Après avoir appris ce qu’il était advenu, Antonietta raconte : “Je suis entrée dans un état de choc. Je pensais qu’elles étaient en sécurité. Quand j’ai appris leur mort, un froid glacial m’a envahie. J’ai été pétrifiée, regardant le plafond pendant des jours.” Progressivement, elle a ressenti une présence vivante, lui murmurant de continuer à vivre pour ses filles. Cette prise de conscience lui a donné la force de reprendre le contrôle de sa vie et de témoigner. “Je pouvais donner une voix à Alessia et Martina, et lutter pour la vérité et la justice n’est pas seulement un droit, c’est un devoir moral.” Antonietta a pris la décision de se relever, de récupérer sa dignité et de mener son combat pour toutes les femmes victimes de violence.

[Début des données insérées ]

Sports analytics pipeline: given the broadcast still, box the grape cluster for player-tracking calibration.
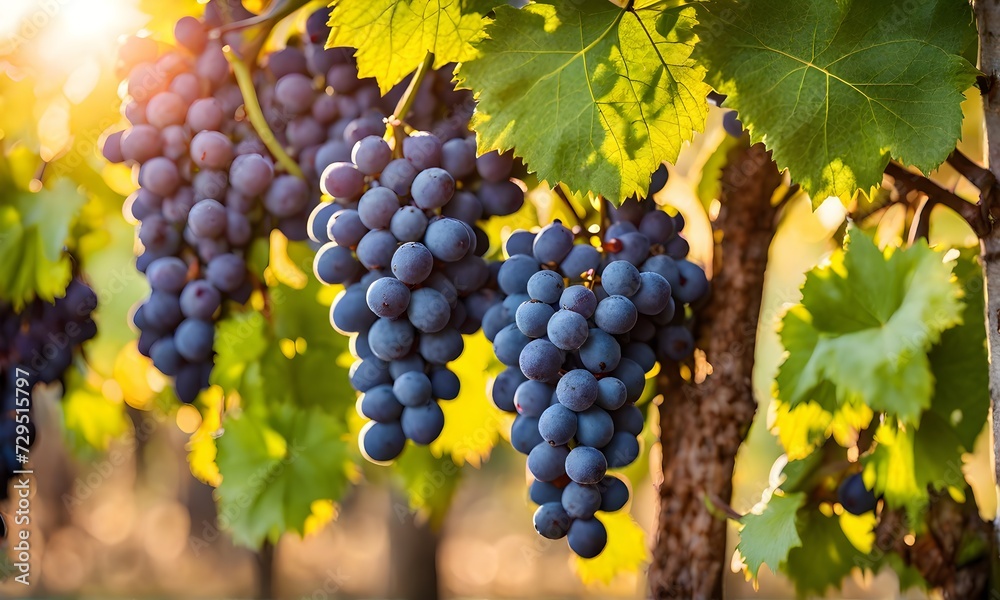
[483,169,708,558]
[103,0,470,402]
[0,279,97,499]
[309,132,524,461]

Points importants à retenir

  • La violence peut d’abord s’exprimer par des mots avant de devenir physique.
  • La prise de conscience est fondamentale pour sortir d’une relation abusive.
  • Le soutien émotionnel et la quête de justice sont essentiels pour la guérison.
  • Chaque récit de violence doit être entendu et considéré, pour apporter de l’espoir aux autres.
  • Il est crucial de ne pas minimiser les effets de la violence domestique sur les victimes et sur leurs proches.

Dans la lumière de ce témoignage, une question s’impose à nous : combien d’autres Antonietta sont encore prisonnières de ce cycle de violence, se battant chaque jour dans l’espoir d’un avenir meilleur ? La réalité est souvent plus complexe et tragique que les récits que nous entendons. Peut-être est-il temps de revoir notre approche et de tendre la main à toutes celles qui, comme Antonietta, aspirent à une vie libre de toute peur.